Tra il "silenzio onorevole" della dottrina e il mettersi "al servizio della tecnica" da parte dei giuristi informatici, affiora in questo modo un paradosso. Il disvelamento dell’essenza della tecnica come auto-referenzialità del mezzo che "rende manifesto l’ente", porta infatti alla luce l’aporia cui va incontro la dottrina, proprio quando il fondamento del diritto in quanto tecnica, non può che coincidere con il fondamento tecnico del diritto. Tanto il filosofo (Severino) quanto il giurista (Irti) perpetuano l’idea che la "volontà di potenza" della tecnica non sia altro che l’ultima manifestazione della tendenza all’"unicità" del pensiero moderno secolarizzato – dal "sovrano" di Hobbes all’uomo dello "stato di natura" di Rousseau, al "proprietario" di Stirner, alle ideologie "moniste" e, sul piano internazionale, "dualiste" della scienza giuridica contemporanea -, sicché, sulla base dell’equivoco logico implicito nella teorica del Grund, affiora l’odierna pretesa di presentare la tecnica come nuovo terzo "unico" auto-referenziale. Con le parole di Irti, "due norme supreme sono concepibili nell’ordine storico, non nell’ordine logico, dove vige il più rigoroso aut-aut" (op.cit., atto secondo del giurista, § 7, p. 54).

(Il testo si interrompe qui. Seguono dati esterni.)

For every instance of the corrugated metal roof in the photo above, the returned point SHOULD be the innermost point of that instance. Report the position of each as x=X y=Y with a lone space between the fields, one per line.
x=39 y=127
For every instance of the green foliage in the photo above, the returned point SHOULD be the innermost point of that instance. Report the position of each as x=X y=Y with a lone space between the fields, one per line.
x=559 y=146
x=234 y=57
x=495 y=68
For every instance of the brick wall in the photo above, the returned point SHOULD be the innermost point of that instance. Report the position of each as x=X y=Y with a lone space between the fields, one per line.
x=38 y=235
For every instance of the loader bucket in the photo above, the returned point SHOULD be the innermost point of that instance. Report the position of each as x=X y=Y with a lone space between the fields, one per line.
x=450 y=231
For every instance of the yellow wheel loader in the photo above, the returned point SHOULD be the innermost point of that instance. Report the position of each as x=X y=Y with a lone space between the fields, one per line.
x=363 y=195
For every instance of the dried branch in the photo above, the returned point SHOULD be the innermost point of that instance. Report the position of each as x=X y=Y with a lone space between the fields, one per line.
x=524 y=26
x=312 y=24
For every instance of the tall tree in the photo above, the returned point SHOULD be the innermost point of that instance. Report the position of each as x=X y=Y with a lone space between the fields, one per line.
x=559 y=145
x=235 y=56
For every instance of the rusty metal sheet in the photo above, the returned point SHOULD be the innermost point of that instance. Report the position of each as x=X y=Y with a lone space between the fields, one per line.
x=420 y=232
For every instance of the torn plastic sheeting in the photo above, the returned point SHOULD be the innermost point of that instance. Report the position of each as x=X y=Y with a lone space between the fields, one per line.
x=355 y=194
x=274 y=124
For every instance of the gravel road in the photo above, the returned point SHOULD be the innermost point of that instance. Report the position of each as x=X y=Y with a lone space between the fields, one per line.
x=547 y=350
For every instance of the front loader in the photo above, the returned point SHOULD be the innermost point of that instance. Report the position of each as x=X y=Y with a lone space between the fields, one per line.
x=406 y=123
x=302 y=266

Prima di tornare sull’impatto che le nuove tecnologie e l’informatica hanno sull’ordinamento, proponendo figure sconosciute ai giuristi e rimodellando atti ed istituti ereditati dalla tradizione, occorre fermare per intanto l’attenzione, su questo particolare aspetto del problema che rinvia ai motivi della Grundnorm. Laddove i contributi della scienza giuridica contemporanea pensano al diritto come tecnica della tecnica, il rischio è infatti che la "base dell’ordinamento" – che i giuristi individuano attraverso la nozione di norma fondamentale -, sia sostituita dall’odierna tesi della doxa filosofica che, a sua volta, identifica il fondamento del diritto e, più in particolar modo, dell’informatica giuridica, nella tecnica in sé e per sé considerata. Solo dopo aver visto l’incongruenza dell’assunto che suppone un fondamento che fondi, e cioè, che condizioni, senza essere condizionato, potremo passare ad esaminare il modo in cui i programmi matematici dell’informatica giuridica hanno reagito per primi, in sede storica, alla pretesa "unicità" logica della Grundnorm.